Die Reise der Kartoffel zurück nach Amerika
Man soll es nicht für möglich halten: die Kartoffel hat auf ihrer Reise einen großen Umweg über Europa genommen, um nach Nordamerika zu gelangen. Ein schottisch-irischer Geistlicher (James MacGregor), der einige Auswandererfamilien von Nordirland nach Nordamerika begleitete, hatte Saatkartoffeln im Gepäck. So erreichte die Kartoffel erst 1719 Nordamerika.

Der Name Kartoffel
Vermutungen zur Namensgebung: Die Konquistadoren fanden die Knollen bei ihren Beutezügen in den Hütten der Einheimischen.

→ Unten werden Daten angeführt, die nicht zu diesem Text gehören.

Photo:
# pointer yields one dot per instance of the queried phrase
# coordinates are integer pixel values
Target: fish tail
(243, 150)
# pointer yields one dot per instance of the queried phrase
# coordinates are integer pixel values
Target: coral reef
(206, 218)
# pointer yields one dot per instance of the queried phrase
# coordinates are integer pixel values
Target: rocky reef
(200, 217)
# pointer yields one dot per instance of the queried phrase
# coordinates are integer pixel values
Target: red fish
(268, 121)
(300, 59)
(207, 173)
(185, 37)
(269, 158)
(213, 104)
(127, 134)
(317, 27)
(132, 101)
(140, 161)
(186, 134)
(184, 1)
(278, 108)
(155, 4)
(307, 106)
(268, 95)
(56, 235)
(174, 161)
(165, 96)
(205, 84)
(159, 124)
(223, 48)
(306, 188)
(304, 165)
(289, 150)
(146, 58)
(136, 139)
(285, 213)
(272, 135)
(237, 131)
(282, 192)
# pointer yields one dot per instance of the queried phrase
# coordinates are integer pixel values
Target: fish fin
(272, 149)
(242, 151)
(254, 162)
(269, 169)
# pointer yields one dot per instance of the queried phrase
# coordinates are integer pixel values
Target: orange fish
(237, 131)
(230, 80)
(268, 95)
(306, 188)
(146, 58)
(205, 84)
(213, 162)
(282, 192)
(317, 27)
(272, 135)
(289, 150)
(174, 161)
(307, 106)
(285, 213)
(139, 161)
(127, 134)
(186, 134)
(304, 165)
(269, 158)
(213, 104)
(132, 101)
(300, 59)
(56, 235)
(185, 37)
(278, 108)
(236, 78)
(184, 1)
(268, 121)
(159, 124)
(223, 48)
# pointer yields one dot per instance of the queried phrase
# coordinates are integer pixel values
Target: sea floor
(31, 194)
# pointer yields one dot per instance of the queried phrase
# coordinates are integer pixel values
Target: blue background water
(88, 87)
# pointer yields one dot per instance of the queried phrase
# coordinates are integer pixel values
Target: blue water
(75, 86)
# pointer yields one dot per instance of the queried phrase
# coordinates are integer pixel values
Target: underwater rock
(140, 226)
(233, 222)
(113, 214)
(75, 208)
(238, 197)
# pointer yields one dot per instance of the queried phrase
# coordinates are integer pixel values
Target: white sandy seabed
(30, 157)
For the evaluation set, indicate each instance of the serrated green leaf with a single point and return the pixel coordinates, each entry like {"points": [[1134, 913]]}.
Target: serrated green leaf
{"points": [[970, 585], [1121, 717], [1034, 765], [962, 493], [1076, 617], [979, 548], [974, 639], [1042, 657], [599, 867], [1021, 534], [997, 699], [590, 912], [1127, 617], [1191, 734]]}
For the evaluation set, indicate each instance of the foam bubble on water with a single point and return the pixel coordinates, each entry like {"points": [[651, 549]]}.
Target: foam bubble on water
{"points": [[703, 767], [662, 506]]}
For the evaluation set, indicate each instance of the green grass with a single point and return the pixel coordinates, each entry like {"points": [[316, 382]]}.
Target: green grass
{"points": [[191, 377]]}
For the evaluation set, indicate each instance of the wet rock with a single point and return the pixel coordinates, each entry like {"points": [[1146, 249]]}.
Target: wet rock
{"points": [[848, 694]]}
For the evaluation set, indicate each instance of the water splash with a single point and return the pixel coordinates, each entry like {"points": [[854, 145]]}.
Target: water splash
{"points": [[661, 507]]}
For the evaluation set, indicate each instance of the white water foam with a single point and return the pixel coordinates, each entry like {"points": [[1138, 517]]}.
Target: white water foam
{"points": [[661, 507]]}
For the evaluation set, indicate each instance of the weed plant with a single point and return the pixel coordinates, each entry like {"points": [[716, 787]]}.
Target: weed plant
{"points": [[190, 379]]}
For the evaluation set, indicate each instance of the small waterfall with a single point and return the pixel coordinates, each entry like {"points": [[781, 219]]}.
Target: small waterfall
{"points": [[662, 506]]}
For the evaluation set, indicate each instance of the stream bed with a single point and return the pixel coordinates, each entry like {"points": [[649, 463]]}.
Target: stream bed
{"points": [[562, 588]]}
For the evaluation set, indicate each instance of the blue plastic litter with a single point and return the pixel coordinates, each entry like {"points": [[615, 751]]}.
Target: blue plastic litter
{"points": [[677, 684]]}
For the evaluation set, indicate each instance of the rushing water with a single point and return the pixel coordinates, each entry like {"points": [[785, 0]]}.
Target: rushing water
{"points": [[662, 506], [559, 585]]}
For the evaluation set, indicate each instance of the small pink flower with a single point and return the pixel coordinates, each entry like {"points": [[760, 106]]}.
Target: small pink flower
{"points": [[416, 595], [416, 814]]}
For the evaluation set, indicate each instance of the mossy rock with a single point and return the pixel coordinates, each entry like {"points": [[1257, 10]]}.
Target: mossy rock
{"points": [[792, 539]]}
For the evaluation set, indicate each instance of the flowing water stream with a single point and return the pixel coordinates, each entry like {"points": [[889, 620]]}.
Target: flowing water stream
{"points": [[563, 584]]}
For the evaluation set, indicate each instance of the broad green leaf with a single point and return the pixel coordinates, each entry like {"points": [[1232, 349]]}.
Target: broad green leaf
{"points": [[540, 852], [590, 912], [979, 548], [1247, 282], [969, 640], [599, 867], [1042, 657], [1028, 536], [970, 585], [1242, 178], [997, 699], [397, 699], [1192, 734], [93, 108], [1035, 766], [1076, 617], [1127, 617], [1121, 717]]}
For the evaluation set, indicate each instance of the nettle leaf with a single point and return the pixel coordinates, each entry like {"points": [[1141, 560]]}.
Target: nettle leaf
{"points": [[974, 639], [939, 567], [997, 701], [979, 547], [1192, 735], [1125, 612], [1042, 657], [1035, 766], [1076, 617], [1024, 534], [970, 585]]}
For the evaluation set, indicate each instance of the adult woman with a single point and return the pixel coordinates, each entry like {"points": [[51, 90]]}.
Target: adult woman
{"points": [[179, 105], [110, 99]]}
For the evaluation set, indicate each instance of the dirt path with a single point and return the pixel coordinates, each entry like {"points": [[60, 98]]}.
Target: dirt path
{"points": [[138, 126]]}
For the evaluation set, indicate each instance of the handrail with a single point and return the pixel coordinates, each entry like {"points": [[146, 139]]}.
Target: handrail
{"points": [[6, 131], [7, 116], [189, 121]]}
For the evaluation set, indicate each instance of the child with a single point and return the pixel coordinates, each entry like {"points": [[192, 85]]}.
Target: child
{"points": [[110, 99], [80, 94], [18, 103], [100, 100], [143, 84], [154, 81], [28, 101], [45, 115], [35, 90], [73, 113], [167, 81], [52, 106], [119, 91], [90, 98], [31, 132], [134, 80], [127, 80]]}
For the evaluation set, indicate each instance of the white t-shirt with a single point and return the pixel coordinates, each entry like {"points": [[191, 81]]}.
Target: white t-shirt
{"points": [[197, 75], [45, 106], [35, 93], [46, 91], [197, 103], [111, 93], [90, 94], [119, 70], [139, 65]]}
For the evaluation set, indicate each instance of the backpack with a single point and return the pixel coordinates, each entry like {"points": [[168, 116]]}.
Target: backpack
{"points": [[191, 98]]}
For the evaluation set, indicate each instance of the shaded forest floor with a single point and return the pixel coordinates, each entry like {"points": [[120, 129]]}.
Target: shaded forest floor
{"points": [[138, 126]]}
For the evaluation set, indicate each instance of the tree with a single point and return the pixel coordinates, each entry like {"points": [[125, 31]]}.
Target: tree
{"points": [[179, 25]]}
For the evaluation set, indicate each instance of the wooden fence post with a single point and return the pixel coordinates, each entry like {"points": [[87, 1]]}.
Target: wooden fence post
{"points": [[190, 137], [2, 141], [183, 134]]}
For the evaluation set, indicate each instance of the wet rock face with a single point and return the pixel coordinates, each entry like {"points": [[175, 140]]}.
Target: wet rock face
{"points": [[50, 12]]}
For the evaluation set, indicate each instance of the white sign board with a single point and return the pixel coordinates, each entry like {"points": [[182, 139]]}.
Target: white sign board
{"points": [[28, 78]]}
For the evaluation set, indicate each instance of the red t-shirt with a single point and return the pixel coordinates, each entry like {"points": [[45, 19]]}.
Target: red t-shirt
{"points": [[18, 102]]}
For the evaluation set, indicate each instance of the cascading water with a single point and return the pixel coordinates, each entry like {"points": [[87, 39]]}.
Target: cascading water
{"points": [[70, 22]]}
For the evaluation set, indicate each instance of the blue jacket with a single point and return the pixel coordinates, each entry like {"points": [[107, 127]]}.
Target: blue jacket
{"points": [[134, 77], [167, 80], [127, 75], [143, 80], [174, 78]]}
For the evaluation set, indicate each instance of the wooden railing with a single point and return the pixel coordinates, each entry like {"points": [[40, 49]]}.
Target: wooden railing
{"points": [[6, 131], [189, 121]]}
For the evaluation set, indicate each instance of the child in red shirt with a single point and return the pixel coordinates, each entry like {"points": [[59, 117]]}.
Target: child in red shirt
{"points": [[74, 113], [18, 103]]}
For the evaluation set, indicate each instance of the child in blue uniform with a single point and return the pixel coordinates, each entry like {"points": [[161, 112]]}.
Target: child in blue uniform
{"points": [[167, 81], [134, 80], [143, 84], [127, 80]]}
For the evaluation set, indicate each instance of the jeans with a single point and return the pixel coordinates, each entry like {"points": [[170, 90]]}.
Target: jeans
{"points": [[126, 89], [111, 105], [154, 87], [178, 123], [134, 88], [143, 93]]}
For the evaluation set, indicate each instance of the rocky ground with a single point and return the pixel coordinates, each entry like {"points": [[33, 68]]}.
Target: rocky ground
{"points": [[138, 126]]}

Sie diente ihnen als ein schmackhaftes Gericht und sie nannten sie patata (im Spanischen immer noch patatas oder kurz papas), woraus viele Jahre später im angelsächsischen Sprachgebrauch der Name potato wurde. In Italien soll die Kartoffel den Namen tartufoli (Trüffel) getragen haben. Im Deutschen erfolgte eine sprachliche Umwandlung von Tartuffeln bis Kartoffel. Namensautor für die lateinische Bezeichnung war der Botaniker Caspar Bauhin-Solanum tuberosum esculentum-= essbarer knolliger Nachtschatten. Den Namen vergab er in der Zeit, als er in Basel an der Universität lehrte (1589 bis 1619). Nach der Linné’schen Nomenklatur heißt sie jetzt S. tuberosum L..

Die Kartoffel und ihre Verwendung – nicht nur auf dem Speisezettel 
Die Vielseitigkeit der Kartoffel ist erstaunlich. Nachdem sie sich durch Selektion und Züchtung soweit verändert hatte, dass sie sich an die Kurztag-Photoperiode adaptiert hat und die Energie statt in Stolonen in die Ausbildung von Knollen steckte, wurde sie europaweit zu einem Hauptnahrungsmittel. Ob als Kartoffelbrei, Salzkartoffeln, Kartoffelknödel, Bratkartoffeln oder als Rösti (später auch als Pommes frites), verarbeitet in Suppen und Salaten, als Chips, Kroketten, Kartoffelgratin, eignet sie sich auch für das Brennen (Kartoffelschnaps). Auch gibt es in Südamerika eine Variante des Bieres, das Chicha, das aus der Kartoffel hergestellt wird. Eine Einteilung der Speisekartoffeln erfolgt nach Kochtypen (festkochend, vorwiegend festkochend, mehlig kochend). Die Kartoffel hat nicht nur als Nahrungsmittel für Mensch und Tier einen hohen Stellenwert eingenommen, auch für die Produktion von Stärke und Alkohol kann man auf sie nicht mehr verzichten.